Y en ese todo o nada, no es el punto lo que está en disputa. Demasiado mundado. Es mucho más. Es la fascinación, el encanto, la magia lo que se busca. Y a veces, muchas, no ocurre. Pero cuando sí lo hace, cuando el destello asoma, cuando el hechizo encandila a la grada, el marcador se apaga y el momento se vuelve eterno. Es entonces cuando Quiles, el Killer, se apropia de la escena para llevarnos más allá del simple juego.
Para este argentino, de sonrisa cautivadora y mirada seductora, el tiempo se congela o se acelera a demanda. Con él, el orden sucumbe al instinto. El ímpetu se impone a la pausa.
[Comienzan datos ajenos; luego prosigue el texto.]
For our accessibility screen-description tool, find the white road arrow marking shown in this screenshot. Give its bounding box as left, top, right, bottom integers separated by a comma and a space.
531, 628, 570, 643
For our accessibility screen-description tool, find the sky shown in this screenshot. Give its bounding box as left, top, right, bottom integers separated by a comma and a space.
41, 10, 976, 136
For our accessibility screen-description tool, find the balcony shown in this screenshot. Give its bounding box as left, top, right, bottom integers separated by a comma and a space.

Su virtud es también su propia condena. Es frecuente que el devastador tornado que sus arrebatos provocan acabe también arrasándole a él y a su compañero.
Hay quienes aprovechan este hecho para remarcar su inconsistencia, para elevar sus defectos, para subrayar su debilidad crónica. Llevan dos décadas reclamándole una falsa madurez que nunca llega. Porque, en verdad, no es eso lo que le demandan. Aquello que juzgan de insensatez es, en realidad, pura intuición. Lo que imputan como imprudencia es bendita audacia. Lo que le recriminan como desorden es una espléndida anarquía. Un regalo para el espectáculo. Su esfuerzo de espartano es siempre irreprochable. Todo lo demás, configura su padel de autor, su propia identidad.
Así pues, quienes miden la categoría de un jugador sólo por su palmarés, estarán ciegos ante el esplendor de este feliz anarquista del padel. Fede Quiles. Un romántico del caos.